工夫点としては、先のCSM化ツールの遊び方やハードウェア解説のところでも少し説明しましたが、「音声が再生されている間にドライバー連動スイッチが押された場合は、現在再生されている音声を中断せずにそのまま再生し続ける」という仕様にしているところです。この仕様により、『REALxEYEZ』を流しながら必殺技を出すパターンと、テロップ+戦闘BGMを流しながら必殺技を出すパターンを同時に楽しむことができるようになりました。

音声が再生されているかどうかのチェックは、MP3ボイスモジュールに対してコマンドを送信することでも確認できるかもしれませんが、マイコン側のGPIOに空きがあるのであれば、今回のようにBusyピンを監視してしまうのがラクです。

まとめ

以上、『飛電ゼロワンドライバー専用 音声拡張パック』のご紹介でした。自分用にはゼロワンドライバー側も少し改造する形で作ってしまいましたが、筐体を少し大きくして電池搭載型にすれば誰のゼロワンドライバーでも使えるので、そのときは人それぞれでいろんな遊び方ができると思います。
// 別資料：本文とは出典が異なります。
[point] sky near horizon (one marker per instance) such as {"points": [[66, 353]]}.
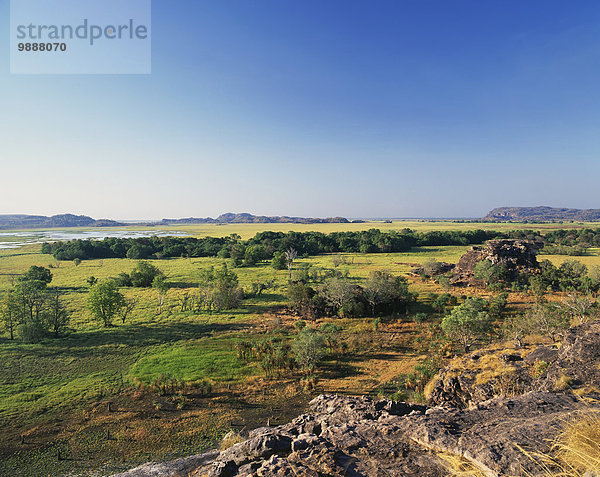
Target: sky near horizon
{"points": [[363, 108]]}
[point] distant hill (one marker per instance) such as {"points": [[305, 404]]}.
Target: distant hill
{"points": [[62, 220], [230, 218], [541, 214]]}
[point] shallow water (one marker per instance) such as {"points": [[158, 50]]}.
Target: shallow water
{"points": [[10, 240]]}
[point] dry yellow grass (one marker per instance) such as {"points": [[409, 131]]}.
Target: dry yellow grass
{"points": [[230, 439]]}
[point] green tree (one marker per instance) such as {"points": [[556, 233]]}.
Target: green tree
{"points": [[105, 301], [290, 256], [9, 314], [56, 316], [467, 323], [386, 291], [279, 262], [162, 286], [219, 288], [37, 276]]}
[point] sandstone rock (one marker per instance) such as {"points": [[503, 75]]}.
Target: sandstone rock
{"points": [[515, 255], [361, 436]]}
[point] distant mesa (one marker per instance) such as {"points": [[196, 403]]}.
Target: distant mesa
{"points": [[62, 220], [21, 221], [244, 218], [541, 214]]}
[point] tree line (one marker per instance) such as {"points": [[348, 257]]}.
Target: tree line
{"points": [[264, 245]]}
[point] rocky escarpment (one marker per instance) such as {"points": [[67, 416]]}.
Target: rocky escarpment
{"points": [[506, 372], [360, 436], [346, 436], [514, 255]]}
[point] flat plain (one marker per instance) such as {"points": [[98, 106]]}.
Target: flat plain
{"points": [[79, 401]]}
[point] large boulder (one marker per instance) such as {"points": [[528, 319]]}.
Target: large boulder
{"points": [[509, 371], [515, 255]]}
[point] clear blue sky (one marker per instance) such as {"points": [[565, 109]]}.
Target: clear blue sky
{"points": [[318, 108]]}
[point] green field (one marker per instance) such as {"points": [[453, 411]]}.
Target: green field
{"points": [[55, 392]]}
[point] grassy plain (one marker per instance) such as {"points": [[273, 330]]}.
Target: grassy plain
{"points": [[55, 395]]}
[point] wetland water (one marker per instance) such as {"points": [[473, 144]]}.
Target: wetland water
{"points": [[10, 239]]}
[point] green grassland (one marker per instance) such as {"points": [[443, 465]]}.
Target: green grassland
{"points": [[52, 391]]}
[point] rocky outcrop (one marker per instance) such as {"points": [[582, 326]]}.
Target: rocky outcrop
{"points": [[507, 372], [360, 436], [541, 214], [351, 436], [515, 255]]}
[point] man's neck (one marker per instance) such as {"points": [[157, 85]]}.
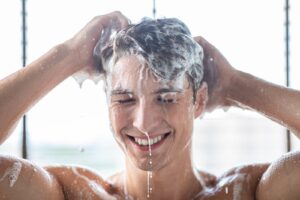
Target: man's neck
{"points": [[177, 180]]}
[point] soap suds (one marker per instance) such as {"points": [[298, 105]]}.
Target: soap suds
{"points": [[12, 173]]}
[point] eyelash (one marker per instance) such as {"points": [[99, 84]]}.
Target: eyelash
{"points": [[166, 101], [159, 99], [125, 101]]}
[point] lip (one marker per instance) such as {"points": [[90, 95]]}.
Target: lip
{"points": [[146, 147]]}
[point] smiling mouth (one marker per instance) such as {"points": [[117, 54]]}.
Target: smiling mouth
{"points": [[143, 142]]}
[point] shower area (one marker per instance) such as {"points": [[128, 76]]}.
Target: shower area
{"points": [[70, 125]]}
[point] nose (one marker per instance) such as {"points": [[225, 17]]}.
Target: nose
{"points": [[146, 117]]}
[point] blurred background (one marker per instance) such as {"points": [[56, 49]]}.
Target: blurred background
{"points": [[70, 125]]}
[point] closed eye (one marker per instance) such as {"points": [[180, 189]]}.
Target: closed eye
{"points": [[125, 101], [166, 100]]}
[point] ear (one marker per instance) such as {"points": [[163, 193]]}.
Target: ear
{"points": [[201, 100]]}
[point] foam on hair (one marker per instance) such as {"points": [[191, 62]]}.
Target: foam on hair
{"points": [[165, 44]]}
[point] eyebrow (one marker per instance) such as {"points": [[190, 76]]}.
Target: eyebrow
{"points": [[120, 92], [166, 90]]}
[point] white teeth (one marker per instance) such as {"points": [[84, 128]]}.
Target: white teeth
{"points": [[151, 141]]}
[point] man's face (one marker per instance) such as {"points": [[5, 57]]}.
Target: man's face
{"points": [[145, 111]]}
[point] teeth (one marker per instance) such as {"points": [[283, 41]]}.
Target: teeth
{"points": [[151, 141]]}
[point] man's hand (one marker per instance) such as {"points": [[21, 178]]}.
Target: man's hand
{"points": [[83, 43], [218, 75]]}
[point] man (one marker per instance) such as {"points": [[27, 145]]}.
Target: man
{"points": [[154, 93]]}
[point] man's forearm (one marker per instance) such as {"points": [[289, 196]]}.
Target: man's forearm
{"points": [[276, 102], [22, 89]]}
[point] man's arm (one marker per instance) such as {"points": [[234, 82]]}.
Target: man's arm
{"points": [[20, 179], [22, 89], [230, 87]]}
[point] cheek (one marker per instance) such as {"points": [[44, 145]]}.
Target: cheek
{"points": [[118, 119]]}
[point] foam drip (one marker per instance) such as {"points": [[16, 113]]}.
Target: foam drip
{"points": [[149, 172], [12, 173]]}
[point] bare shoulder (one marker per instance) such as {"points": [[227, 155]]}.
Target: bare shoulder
{"points": [[237, 183], [80, 182], [21, 179], [282, 179]]}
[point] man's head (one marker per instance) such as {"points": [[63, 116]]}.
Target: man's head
{"points": [[165, 44], [153, 72]]}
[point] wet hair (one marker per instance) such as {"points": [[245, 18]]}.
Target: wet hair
{"points": [[166, 45]]}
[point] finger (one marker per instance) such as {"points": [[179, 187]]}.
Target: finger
{"points": [[116, 20]]}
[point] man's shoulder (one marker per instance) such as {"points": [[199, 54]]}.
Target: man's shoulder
{"points": [[79, 182]]}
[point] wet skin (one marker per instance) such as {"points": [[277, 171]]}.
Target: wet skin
{"points": [[140, 106]]}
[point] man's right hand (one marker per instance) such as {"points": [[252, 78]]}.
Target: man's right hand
{"points": [[218, 75], [83, 43]]}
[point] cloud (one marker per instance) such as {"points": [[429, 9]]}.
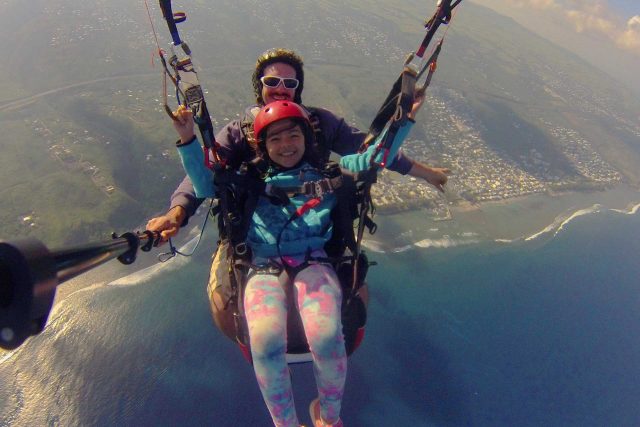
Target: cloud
{"points": [[630, 38], [595, 16]]}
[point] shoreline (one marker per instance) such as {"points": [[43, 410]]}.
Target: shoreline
{"points": [[501, 219], [507, 219]]}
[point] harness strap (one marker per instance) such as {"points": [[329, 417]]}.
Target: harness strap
{"points": [[315, 189]]}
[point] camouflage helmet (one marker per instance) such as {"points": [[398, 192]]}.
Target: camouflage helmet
{"points": [[272, 56]]}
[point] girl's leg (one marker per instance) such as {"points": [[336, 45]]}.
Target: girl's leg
{"points": [[319, 298], [266, 312]]}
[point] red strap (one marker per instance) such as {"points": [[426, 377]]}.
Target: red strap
{"points": [[310, 204]]}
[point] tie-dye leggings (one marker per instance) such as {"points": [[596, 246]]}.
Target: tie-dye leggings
{"points": [[318, 295]]}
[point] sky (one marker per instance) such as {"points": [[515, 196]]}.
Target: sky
{"points": [[606, 33]]}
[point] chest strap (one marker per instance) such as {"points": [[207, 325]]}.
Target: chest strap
{"points": [[314, 189]]}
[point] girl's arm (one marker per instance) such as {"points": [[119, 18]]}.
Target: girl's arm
{"points": [[361, 161]]}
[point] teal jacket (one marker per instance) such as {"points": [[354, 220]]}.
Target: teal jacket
{"points": [[308, 232]]}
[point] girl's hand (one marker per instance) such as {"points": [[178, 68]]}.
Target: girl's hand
{"points": [[183, 123], [418, 99]]}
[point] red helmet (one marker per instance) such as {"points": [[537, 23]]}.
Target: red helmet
{"points": [[278, 110]]}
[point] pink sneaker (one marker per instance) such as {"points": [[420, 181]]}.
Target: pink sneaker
{"points": [[314, 412]]}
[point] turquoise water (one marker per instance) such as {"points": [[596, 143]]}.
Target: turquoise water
{"points": [[474, 332]]}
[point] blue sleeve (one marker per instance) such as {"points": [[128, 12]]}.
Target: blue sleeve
{"points": [[361, 161], [192, 158]]}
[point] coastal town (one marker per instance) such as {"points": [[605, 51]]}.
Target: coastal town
{"points": [[479, 173]]}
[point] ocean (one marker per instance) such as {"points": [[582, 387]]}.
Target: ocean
{"points": [[464, 329]]}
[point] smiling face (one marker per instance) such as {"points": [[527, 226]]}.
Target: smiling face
{"points": [[278, 69], [284, 141]]}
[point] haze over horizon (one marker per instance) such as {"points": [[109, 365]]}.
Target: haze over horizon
{"points": [[606, 33]]}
さて、次の作品ですが、ちょっとゼロワン&オリジナルの工作は一回お休みにして、珍しいですが一つ頼まれごとにチャレンジしてみたいと思います。基本的に人に頼まれてのものづくりはやらないのですが、今回は例外的にトライしてみます。できるかどうかは正直未定なので、うまくいかなそうならしれっとゼロワン関係の工作に戻ることにします。